Leo Borlock est, quant à lui, joué par Graham Verchere. L'acteur s'est notamment déjà fait remarquer dans la série ABC Studios Good Doctor, où il joue le Dr. Shaun Murphy lors des flashbacks où le futur médecin est adolescent. Il interprète ici un personnage particulièrement attachant de par sa timidité et son envie irrésistible de se cacher dans un trou de souris. De nombreux spectateurs s'identifieront au garçon, car nombreux sont ceux à avoir vécu ses situations durant leurs années lycée : quelqu'un de lambda ne faisant partie ni du groupe des populaires, ni des têtes de turc, et faisant tout pour passer inaperçu. Enfin, comme il est le narrateur du récit, le public voit l'histoire via ses yeux et ses souvenirs presque irréels qui lui restent de ces moments avec la jeune fille.

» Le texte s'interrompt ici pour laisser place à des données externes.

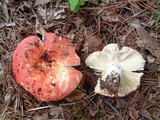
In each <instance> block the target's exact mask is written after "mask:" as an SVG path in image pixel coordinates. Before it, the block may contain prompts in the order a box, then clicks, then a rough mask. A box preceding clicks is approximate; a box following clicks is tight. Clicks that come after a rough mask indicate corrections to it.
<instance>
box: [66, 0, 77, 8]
mask: <svg viewBox="0 0 160 120" xmlns="http://www.w3.org/2000/svg"><path fill="white" fill-rule="evenodd" d="M68 1H69V4H70V6H72V7H76V6H77V5H78V4H79V0H68Z"/></svg>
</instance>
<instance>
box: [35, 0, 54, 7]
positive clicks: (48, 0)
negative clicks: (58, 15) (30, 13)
mask: <svg viewBox="0 0 160 120" xmlns="http://www.w3.org/2000/svg"><path fill="white" fill-rule="evenodd" d="M49 2H51V0H36V2H35V4H34V5H35V6H36V5H45V4H47V3H49Z"/></svg>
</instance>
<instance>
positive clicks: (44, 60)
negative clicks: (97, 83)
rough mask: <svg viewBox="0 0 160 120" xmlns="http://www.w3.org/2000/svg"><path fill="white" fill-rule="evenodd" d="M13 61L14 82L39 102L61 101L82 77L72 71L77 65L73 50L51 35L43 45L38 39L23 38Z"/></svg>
mask: <svg viewBox="0 0 160 120" xmlns="http://www.w3.org/2000/svg"><path fill="white" fill-rule="evenodd" d="M12 60H13V61H12V68H13V74H14V76H15V79H16V82H17V83H18V84H19V85H20V86H22V87H23V88H24V89H25V90H27V91H28V92H29V93H31V94H32V95H33V96H34V97H35V98H37V99H38V100H42V101H57V100H61V99H63V98H64V97H66V96H67V95H69V94H70V93H71V92H72V91H73V90H74V89H75V88H76V87H77V86H78V84H79V83H80V81H81V79H82V73H81V72H80V71H78V70H76V69H75V68H73V67H72V66H78V65H80V59H79V57H78V56H77V54H76V53H75V50H74V47H73V46H72V45H71V44H70V43H69V42H68V40H67V39H66V38H62V37H60V36H57V35H56V34H54V33H47V34H46V35H45V41H44V42H42V41H40V40H39V38H38V37H37V36H30V37H27V38H25V39H24V40H22V41H21V42H20V43H19V44H18V46H17V48H16V50H15V51H14V53H13V59H12Z"/></svg>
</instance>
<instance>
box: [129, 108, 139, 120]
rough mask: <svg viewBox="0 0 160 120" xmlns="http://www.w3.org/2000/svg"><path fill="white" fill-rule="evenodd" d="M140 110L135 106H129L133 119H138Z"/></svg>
mask: <svg viewBox="0 0 160 120" xmlns="http://www.w3.org/2000/svg"><path fill="white" fill-rule="evenodd" d="M138 113H139V111H137V110H136V109H135V107H133V106H131V107H129V116H130V117H131V119H132V120H137V119H138V117H139V114H138Z"/></svg>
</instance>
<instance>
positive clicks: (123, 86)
mask: <svg viewBox="0 0 160 120" xmlns="http://www.w3.org/2000/svg"><path fill="white" fill-rule="evenodd" d="M85 63H86V65H87V66H89V67H90V68H92V69H94V70H95V72H96V73H98V74H99V75H100V78H99V79H98V82H97V85H96V87H95V93H98V94H101V95H104V96H109V97H124V96H126V95H128V94H129V93H131V92H132V91H135V90H136V89H137V88H138V87H139V86H140V78H141V76H142V75H143V73H142V72H141V71H142V70H143V69H144V64H145V60H144V59H143V57H142V56H141V54H140V53H138V52H137V51H136V50H134V49H132V48H130V47H126V46H124V47H122V49H119V47H118V44H108V45H106V46H105V47H104V48H103V50H102V51H96V52H94V53H92V54H90V55H89V56H88V57H87V58H86V60H85Z"/></svg>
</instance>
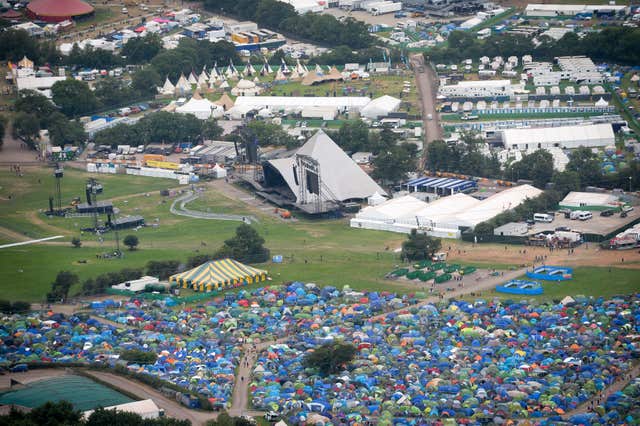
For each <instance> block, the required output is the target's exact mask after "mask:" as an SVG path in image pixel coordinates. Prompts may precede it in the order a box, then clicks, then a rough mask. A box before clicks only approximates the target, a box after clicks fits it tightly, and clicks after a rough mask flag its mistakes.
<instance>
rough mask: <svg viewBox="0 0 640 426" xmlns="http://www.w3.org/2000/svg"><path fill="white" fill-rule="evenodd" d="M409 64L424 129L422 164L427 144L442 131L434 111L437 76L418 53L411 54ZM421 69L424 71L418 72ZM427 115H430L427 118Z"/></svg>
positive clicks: (435, 104)
mask: <svg viewBox="0 0 640 426" xmlns="http://www.w3.org/2000/svg"><path fill="white" fill-rule="evenodd" d="M410 60H411V66H412V67H413V70H414V72H415V75H416V86H417V87H418V96H419V97H420V102H421V110H422V121H423V130H424V146H423V148H424V149H423V157H422V164H421V166H424V161H425V160H426V153H427V146H428V145H429V143H431V142H433V141H434V140H437V139H442V137H443V136H444V133H443V131H442V127H441V126H440V122H439V117H438V114H437V113H436V93H437V83H438V80H437V77H436V75H435V72H434V71H433V69H432V68H431V67H430V66H429V64H425V61H424V56H422V54H420V53H418V54H415V55H411V57H410ZM420 69H423V70H424V72H420ZM429 115H430V116H431V117H432V118H431V119H429V118H428V117H429Z"/></svg>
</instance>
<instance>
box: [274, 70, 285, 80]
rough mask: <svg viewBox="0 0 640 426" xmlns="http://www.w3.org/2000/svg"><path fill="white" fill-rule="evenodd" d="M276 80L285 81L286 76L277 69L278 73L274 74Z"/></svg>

Le spectateur notera aussi la participation de Karan Brar dans le rôle du meilleur ami de Leo, Kevin. L'acteur est surtout connu pour son rôle de Ravi Ross dans les séries Disney Channel Jessie et Camp Kikiwaka, mais aussi dans le Disney Channel Original Movie, Ma Soeur Est Invisible !.
Enfin, les personnages adultes ne sont pas en reste. Gloria (Darby Stanchfield), la mère de Léo, veuve, essaye ainsi tant bien que mal d'être à l'écoute de son fils, sans le brusquer, mais elle a souvent du mal à communiquer avec lui qui demeure un adolescent très renfermé. Il faut dire que l'absence du père se fait sentir. Le garçon a d'ailleurs trouvé une figure paternelle de substitution auprès d'un vieil archéologue (Giancarlo Esposito) qui lui prodigue de précieux conseils de vie afin de l'aider à faire les meilleurs choix.

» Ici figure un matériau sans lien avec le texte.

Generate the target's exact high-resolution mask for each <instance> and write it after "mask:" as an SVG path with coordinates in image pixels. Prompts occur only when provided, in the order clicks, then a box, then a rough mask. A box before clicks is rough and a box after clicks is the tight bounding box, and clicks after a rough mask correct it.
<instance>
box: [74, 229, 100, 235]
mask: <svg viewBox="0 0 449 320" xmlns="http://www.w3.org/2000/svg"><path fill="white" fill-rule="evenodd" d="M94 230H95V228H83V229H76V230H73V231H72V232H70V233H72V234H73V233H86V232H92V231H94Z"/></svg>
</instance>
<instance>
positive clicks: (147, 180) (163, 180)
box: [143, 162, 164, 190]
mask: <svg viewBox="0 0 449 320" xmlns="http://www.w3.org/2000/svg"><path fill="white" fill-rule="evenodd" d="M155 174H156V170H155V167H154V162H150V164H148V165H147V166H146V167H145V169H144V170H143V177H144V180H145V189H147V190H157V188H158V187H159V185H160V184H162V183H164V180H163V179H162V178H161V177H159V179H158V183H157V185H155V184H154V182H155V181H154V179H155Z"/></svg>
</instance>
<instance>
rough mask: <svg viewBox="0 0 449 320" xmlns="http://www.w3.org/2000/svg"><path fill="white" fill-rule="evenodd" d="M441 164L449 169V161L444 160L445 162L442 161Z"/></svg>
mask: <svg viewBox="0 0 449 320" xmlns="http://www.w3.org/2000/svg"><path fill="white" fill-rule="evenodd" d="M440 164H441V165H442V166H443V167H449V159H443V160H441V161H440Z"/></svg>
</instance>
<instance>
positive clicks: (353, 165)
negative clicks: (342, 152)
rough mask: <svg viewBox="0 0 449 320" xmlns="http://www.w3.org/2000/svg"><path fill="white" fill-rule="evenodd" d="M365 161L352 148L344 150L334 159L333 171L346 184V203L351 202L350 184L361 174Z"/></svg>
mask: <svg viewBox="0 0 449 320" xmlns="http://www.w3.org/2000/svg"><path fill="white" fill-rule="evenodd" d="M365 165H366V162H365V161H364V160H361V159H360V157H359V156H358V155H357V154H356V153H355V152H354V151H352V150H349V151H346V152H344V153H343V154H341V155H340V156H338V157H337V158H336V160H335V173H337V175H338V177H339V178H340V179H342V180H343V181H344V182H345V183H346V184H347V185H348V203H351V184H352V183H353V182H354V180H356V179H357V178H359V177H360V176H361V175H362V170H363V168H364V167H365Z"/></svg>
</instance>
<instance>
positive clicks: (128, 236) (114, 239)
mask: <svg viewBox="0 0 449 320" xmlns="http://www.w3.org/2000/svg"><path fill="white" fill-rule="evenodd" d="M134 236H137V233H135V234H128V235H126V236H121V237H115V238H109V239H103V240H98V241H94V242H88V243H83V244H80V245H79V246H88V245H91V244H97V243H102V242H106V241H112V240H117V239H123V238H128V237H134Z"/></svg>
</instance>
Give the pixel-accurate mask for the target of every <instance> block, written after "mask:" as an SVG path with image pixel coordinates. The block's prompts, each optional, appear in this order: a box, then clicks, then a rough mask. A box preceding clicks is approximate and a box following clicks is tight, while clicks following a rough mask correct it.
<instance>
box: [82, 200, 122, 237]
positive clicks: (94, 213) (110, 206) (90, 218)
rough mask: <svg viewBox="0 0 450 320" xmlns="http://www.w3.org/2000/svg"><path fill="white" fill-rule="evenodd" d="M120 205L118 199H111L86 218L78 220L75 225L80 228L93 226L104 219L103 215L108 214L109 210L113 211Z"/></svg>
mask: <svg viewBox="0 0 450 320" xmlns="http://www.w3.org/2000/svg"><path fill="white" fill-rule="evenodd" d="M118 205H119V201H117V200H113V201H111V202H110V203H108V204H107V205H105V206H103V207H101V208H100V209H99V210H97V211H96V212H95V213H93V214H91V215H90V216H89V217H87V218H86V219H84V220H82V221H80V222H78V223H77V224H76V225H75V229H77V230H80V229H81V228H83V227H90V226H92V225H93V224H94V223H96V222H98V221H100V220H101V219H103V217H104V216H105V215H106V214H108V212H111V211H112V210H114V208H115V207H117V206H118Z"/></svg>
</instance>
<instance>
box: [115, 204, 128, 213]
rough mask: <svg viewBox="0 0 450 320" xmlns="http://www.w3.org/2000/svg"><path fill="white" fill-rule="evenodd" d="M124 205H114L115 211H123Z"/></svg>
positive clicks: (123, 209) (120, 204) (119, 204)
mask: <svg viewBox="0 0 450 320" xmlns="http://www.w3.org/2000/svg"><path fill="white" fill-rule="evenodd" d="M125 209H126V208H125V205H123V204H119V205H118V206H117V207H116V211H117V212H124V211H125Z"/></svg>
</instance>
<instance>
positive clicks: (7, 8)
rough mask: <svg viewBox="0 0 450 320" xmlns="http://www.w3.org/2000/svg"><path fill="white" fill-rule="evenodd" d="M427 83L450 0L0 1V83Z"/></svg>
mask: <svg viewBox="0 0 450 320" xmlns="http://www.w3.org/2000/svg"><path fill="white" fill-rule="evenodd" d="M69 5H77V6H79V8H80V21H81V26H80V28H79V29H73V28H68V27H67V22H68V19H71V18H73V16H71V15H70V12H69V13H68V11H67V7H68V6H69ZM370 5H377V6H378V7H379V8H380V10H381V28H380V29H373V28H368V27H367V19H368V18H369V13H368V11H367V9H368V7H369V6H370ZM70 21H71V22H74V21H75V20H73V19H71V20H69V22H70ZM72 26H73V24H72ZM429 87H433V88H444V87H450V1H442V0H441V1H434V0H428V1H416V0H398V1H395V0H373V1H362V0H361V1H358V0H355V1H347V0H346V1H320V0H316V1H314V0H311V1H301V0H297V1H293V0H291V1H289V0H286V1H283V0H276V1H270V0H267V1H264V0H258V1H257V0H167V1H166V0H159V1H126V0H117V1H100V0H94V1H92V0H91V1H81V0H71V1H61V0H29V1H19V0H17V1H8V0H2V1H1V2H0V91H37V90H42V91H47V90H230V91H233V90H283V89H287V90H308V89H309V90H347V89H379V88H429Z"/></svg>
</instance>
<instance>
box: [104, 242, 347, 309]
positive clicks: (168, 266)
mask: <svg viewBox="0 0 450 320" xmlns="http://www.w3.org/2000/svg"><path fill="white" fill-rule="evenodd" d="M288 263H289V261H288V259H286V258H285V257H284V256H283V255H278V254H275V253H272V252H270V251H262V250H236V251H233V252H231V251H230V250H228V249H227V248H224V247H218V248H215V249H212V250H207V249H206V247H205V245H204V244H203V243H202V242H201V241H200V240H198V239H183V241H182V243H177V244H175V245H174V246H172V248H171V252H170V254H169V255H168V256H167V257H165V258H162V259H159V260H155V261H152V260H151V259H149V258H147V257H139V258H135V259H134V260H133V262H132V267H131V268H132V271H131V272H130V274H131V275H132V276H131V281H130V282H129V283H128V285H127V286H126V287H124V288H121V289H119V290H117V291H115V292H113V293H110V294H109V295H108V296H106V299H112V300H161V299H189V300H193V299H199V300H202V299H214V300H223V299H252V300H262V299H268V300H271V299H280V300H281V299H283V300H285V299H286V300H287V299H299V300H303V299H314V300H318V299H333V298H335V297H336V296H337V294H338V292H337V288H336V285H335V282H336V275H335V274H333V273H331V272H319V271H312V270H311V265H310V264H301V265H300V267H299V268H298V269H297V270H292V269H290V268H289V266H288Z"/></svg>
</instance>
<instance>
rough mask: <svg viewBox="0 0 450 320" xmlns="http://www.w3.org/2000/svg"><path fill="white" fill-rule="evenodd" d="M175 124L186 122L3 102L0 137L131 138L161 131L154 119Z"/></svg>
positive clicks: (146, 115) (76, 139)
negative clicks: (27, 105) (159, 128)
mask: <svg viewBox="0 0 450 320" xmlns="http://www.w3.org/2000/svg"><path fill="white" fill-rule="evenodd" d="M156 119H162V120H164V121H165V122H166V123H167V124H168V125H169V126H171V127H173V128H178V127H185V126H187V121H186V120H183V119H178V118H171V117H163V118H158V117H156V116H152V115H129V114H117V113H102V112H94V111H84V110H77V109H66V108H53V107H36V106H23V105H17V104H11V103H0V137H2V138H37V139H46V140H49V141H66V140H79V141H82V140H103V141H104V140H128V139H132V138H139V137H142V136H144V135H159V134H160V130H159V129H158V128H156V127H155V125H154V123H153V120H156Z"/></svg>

L'autre atout de Stargirl repose sur sa musique. Déjà, Rob Simonsen propose une composition instrumentale de toute beauté qui souligne à merveille l'émotion du film. Ensuite, grâce au talent vocal de la jeune Grace VanderWaal, plusieurs titres charmants parsèment l'opus. Be True to Your School des Beach Boys, par exemple, est la chanson qui la fait remarquer par ses camarades tandis que We Got the Beat des Go-Go's est celle qu'elle livre avec les pom-pom girls. La mélancolique Thirteen de Big Star est entendue deux fois dans le film, d'abord l'original de 1972 une première fois, puis via une reprise plus acoustique par les deux acteurs principaux. Ensuite, l'interprétation de Just What I Needed de The Cars est sûrement l'apothéose émotionnelle de Stargirl, apte à réchauffer le cœur des spectateurs. Enfin, il est fortement conseillé de rester jusqu'à la toute fin du générique car, en plus d'entendre deux superbes chansons interprétées par Grace VanderWaal, Give Me Love (Give Me Peace on Earth) de George Harrison et Today and Tomorrow spécialement écrite pour le film, une jolie surprise attend les plus patients.

Stargirl est le genre de film plein de grâce, de charme et avec un zeste de mélancolie, qui emmitoufle le public. Il permet de rentrer dans une bulle bienveillante pendant deux heures et d'oublier tous ses soucis pour en ressortir enchanté. Porté par des personnages attachants et une musique envoûtante, ce Disney+ Original est une petite merveille.